Durban – South Africa’s sugar industry faces a serious threat after Tongaat Hulett entered provisional liquidation, Minister of Agriculture John Steenhuisen warned. The company filed for liquidation after its Business Rescue Plan stalled, funding agreements with Vision and the Industrial Development Corporation were not finalised, and previous sale agreements expired, leaving operations in jeopardy.
Steenhuisen said that if the situation remains unresolved, about 15,500 cane growers may be unable to deliver their crops for the April crushing season. Between 35,000 and 40,000 people who rely on the mills and associated supply chains could lose their livelihoods.
“This is not a theoretical risk; it is an immediate economic threat to rural communities. If the mills do not open, farmers cannot harvest, workers cannot earn an income, and entire local economies will stall. The longer uncertainty persists, the greater the damage becomes,” Steenhuisen said in a statement on Wednesday.

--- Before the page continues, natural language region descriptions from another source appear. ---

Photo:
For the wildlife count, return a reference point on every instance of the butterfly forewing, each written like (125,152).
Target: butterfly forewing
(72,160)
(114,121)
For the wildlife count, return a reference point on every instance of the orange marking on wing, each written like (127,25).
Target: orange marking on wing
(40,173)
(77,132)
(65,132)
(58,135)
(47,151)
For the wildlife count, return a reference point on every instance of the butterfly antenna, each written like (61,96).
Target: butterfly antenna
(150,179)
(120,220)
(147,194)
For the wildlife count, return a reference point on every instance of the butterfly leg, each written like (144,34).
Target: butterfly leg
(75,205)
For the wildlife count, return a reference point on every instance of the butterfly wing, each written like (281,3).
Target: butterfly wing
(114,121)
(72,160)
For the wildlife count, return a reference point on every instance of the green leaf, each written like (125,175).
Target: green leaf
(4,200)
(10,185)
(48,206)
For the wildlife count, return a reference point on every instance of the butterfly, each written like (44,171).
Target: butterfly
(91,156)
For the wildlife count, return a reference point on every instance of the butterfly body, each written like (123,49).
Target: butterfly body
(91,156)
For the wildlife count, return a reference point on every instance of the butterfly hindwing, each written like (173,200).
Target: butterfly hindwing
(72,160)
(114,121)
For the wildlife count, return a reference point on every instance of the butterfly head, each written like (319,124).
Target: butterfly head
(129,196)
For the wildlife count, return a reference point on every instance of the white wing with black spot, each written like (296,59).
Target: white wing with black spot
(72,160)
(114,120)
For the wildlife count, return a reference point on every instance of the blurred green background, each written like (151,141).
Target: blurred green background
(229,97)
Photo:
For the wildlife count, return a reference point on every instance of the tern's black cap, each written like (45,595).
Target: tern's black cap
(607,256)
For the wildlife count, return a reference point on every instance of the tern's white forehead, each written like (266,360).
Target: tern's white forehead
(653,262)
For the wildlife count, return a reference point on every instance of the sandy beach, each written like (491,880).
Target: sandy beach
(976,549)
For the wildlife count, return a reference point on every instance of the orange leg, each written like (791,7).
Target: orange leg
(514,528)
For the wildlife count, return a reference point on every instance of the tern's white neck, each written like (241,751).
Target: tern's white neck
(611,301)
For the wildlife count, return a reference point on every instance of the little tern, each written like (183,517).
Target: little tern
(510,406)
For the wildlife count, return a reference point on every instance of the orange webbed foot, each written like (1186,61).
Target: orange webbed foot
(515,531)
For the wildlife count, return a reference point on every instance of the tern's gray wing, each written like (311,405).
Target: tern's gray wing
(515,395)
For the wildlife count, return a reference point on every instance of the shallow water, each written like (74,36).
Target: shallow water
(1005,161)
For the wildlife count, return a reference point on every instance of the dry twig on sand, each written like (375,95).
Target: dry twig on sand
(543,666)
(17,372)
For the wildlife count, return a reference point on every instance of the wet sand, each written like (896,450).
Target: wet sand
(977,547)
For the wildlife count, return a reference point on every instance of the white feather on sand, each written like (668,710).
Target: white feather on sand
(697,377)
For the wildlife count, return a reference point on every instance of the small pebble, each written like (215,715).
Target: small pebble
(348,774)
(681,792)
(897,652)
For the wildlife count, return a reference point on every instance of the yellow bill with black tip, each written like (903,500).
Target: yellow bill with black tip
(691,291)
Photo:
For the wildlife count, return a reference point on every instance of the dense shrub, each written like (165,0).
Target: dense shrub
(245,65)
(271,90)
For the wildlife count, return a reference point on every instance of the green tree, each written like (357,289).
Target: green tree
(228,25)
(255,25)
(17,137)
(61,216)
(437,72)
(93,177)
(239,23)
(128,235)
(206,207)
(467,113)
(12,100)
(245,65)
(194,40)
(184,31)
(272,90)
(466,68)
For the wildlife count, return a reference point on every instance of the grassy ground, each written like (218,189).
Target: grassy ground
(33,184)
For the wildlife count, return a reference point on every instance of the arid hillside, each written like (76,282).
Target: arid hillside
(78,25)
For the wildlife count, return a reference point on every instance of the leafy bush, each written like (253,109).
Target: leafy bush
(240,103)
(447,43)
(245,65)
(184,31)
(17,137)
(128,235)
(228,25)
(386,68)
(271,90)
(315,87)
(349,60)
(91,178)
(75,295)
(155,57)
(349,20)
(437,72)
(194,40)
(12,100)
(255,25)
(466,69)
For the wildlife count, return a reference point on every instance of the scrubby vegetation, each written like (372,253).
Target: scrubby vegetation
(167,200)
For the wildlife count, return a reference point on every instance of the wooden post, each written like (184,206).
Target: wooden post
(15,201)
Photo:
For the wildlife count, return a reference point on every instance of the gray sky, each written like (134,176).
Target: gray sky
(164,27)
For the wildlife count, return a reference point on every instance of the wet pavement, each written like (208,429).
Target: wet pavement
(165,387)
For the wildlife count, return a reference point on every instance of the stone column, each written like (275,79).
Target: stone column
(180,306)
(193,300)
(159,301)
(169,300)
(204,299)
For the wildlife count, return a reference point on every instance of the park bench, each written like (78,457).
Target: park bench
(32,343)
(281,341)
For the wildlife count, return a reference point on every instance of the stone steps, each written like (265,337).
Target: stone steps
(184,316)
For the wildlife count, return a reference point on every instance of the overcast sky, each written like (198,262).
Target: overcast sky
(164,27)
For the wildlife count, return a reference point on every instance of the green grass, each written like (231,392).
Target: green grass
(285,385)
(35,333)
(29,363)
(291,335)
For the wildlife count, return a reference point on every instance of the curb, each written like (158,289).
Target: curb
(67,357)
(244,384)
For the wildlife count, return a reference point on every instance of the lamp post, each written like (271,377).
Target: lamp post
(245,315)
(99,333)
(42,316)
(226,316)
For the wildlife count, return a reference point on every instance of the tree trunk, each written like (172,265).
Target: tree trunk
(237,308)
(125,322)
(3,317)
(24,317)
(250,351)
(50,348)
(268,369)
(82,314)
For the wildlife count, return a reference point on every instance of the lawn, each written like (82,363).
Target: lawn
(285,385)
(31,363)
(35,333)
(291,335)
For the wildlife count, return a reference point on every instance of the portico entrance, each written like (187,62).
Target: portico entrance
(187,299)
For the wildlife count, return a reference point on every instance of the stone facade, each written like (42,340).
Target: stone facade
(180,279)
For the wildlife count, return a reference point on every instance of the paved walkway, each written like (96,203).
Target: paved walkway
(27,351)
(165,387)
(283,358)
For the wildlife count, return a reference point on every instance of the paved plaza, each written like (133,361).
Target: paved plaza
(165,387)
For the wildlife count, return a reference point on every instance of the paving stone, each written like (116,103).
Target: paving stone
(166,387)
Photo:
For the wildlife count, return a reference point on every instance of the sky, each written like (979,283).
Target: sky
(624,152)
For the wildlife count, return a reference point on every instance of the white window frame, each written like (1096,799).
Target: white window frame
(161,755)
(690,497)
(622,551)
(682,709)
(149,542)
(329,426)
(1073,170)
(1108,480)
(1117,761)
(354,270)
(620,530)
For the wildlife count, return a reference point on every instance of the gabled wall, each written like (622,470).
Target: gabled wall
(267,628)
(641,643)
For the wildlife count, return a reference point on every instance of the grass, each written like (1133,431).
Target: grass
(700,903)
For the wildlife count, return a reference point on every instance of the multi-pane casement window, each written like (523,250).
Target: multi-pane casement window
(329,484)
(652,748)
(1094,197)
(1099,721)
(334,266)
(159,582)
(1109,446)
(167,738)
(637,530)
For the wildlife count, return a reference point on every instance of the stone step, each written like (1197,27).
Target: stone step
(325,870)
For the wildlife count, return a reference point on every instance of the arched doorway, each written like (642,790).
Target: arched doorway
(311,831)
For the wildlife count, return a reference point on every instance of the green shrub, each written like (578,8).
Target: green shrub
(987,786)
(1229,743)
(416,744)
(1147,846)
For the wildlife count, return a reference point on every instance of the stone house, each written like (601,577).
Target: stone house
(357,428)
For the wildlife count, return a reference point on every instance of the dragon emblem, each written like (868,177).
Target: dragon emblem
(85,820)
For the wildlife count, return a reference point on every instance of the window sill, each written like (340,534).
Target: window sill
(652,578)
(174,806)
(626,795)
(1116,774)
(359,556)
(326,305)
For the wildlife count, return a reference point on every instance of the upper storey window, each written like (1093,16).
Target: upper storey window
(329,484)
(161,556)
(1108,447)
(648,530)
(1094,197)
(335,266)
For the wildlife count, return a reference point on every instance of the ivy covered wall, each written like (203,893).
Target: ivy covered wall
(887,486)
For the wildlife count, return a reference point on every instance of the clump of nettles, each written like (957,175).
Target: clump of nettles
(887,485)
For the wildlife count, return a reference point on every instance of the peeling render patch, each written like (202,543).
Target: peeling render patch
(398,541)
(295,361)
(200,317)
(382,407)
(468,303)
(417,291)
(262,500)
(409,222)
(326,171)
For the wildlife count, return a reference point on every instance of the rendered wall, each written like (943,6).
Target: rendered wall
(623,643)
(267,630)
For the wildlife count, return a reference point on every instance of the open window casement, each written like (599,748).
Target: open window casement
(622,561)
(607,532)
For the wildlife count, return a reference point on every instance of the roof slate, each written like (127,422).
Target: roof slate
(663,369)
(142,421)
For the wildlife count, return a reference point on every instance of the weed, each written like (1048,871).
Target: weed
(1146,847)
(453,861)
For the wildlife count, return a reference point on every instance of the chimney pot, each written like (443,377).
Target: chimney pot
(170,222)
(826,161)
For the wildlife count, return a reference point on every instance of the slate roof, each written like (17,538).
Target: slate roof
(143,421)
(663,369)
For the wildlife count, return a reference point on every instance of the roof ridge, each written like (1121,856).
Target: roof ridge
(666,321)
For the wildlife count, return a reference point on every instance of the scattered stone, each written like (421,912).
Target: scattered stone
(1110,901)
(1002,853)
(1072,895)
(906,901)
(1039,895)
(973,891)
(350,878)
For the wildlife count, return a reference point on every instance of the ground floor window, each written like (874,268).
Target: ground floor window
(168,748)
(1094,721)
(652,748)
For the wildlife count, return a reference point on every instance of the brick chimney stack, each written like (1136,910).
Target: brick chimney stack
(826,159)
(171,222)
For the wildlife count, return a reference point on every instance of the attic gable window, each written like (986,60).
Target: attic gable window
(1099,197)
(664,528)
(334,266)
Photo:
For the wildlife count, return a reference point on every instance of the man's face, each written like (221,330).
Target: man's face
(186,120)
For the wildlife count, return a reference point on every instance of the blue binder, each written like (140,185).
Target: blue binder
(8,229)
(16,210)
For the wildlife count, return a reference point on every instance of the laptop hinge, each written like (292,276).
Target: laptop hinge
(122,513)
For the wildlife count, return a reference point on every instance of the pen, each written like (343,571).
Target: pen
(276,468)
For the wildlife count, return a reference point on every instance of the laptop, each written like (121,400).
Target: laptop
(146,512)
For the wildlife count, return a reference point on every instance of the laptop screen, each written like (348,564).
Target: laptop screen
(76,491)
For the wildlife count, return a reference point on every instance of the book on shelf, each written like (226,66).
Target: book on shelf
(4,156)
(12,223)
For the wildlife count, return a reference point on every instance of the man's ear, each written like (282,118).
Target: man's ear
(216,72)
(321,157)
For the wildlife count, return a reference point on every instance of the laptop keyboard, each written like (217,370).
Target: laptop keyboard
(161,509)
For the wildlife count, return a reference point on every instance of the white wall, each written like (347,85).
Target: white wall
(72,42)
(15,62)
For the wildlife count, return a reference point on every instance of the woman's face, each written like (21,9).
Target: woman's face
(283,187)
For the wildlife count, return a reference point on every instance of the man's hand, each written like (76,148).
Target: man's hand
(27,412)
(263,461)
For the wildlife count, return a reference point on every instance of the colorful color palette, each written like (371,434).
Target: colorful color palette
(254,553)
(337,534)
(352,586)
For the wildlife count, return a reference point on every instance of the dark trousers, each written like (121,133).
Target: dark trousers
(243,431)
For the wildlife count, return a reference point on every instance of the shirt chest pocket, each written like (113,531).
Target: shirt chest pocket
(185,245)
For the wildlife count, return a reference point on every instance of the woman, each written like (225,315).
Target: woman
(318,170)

He added that agricultural production follows biological timelines, not legal or financial ones. “An intervention that unlocks funding and restores operational certainty is urgently required to protect both production and jobs.”
The ministry is engaging with government departments and financing stakeholders to support a practical solution that preserves production capacity. Steenhuisen stressed the focus is not to interfere in commercial negotiations but to ensure a viable path forward: “Our objective is not to intervene in commercial negotiations, but to ensure that a viable path forward exists so that growers can deliver cane, mills can operate, and workers can earn an income. The immediate priority must be keeping the season alive.”